Kesedihan Daud atas dosa sangat pahit. Dampaknya terlihat pada tubuh lahiriahnya: "tulangnya menjadi tua"; "kelembapannya berubah menjadi kekeringan musim panas." Ia tidak dapat menemukan obatnya, sampai ia mengaku sepenuhnya di hadapan takhta kasih karunia surgawi. Ia menceritakan bahwa untuk sementara waktu ia berdiam diri, dan hatinya semakin dipenuhi kesedihan: seperti danau di pegunungan yang saluran keluarnya tersumbat, jiwanya membengkak dengan derasnya kesedihan. Ia membuat alasan; ia berusaha mengalihkan pikirannya, tetapi semuanya sia-sia; seperti luka bernanah, penderitaannya semakin bertambah, dan karena ia tidak mau menggunakan pisau pengakuan dosa, jiwanya penuh siksaan, dan tidak mengenal kedamaian. Akhirnya sampai pada titik ini, bahwa ia harus kembali kepada Allahnya dalam pertobatan yang rendah hati, atau mati seketika; Maka ia bergegas ke takhta pengampunan, dan di sana ia membuka gulungan dosa-dosanya di hadapan Yang Maha Melihat, mengakui segala kejahatan perbuatannya dengan kata-kata seperti yang Anda baca dalam Mazmur 51 dan Mazmur pertobatan lainnya.

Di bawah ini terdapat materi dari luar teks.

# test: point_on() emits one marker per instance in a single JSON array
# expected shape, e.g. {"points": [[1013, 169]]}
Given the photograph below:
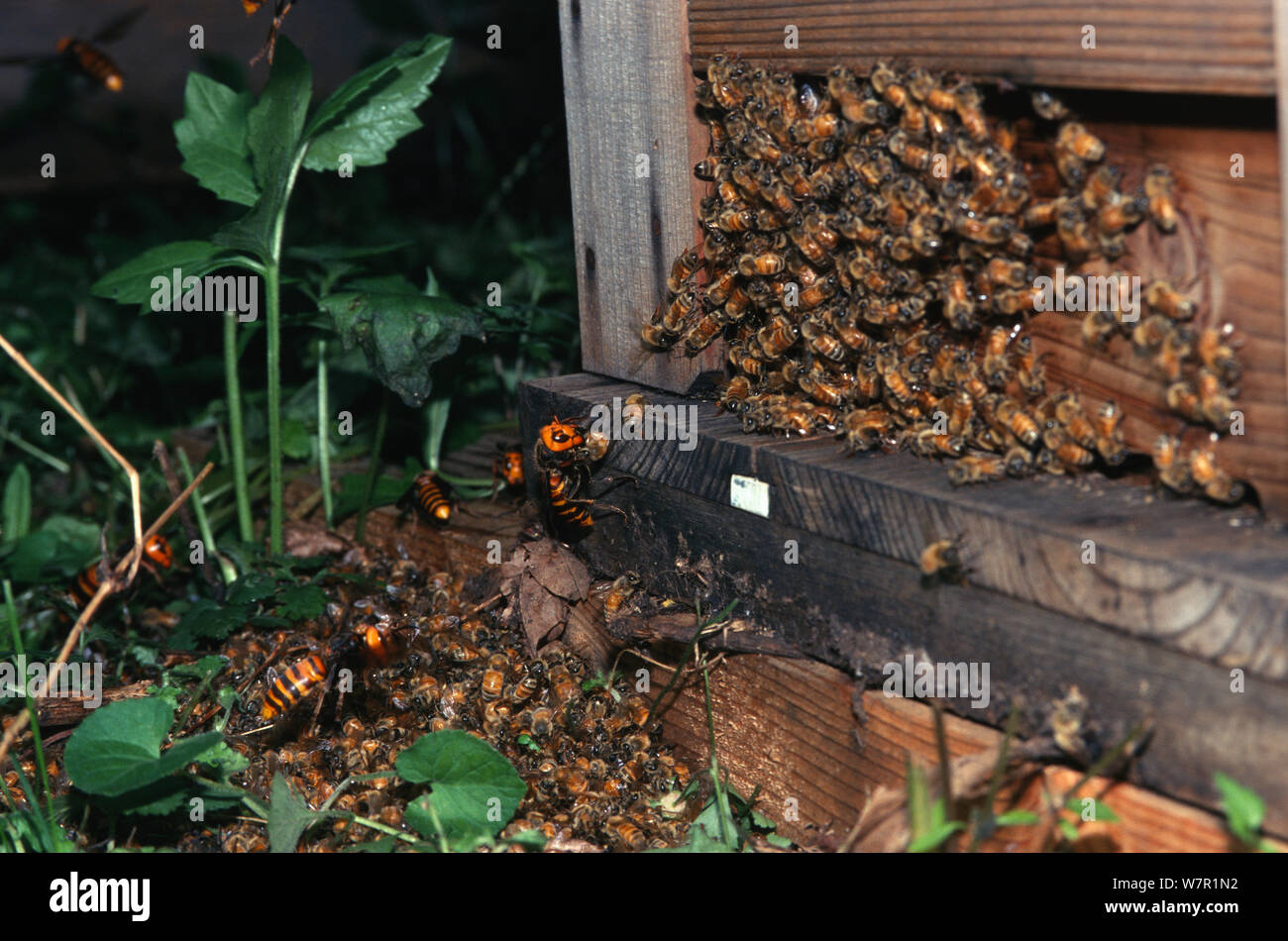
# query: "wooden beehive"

Setelah melakukan ini, suatu pekerjaan yang begitu sederhana namun begitu sulit untuk dibanggakan, ia segera menerima tanda pengampunan ilahi; tulang-tulang yang telah patah dibuat bersukacita, dan ia keluar dari kamarnya untuk menyanyikan berkat orang yang pelanggarannya telah diampuni. Lihatlah nilai pengakuan dosa yang dihasilkan oleh kasih karunia! Itu harus dihargai di atas segala harga, karena dalam setiap kasus di mana ada pengakuan yang tulus dan penuh kasih karunia, belas kasihan diberikan secara cuma-cuma, bukan karena pertobatan dan pengakuan itu layak mendapat belas kasihan, tetapi demi Kristus. Terpujilah Allah, selalu ada penyembuhan bagi hati yang hancur; mata air selalu mengalir untuk membersihkan kita dari dosa-dosa kita. Sesungguhnya, ya Tuhan, Engkau adalah Allah yang "siap mengampuni!" Karena itu kami akan mengakui dosa-dosa kami.


Terjemahan bebas dari Morning and Evening: Daily Readings oleh Pdt Charles H. Spurgeon (1834 - 1892).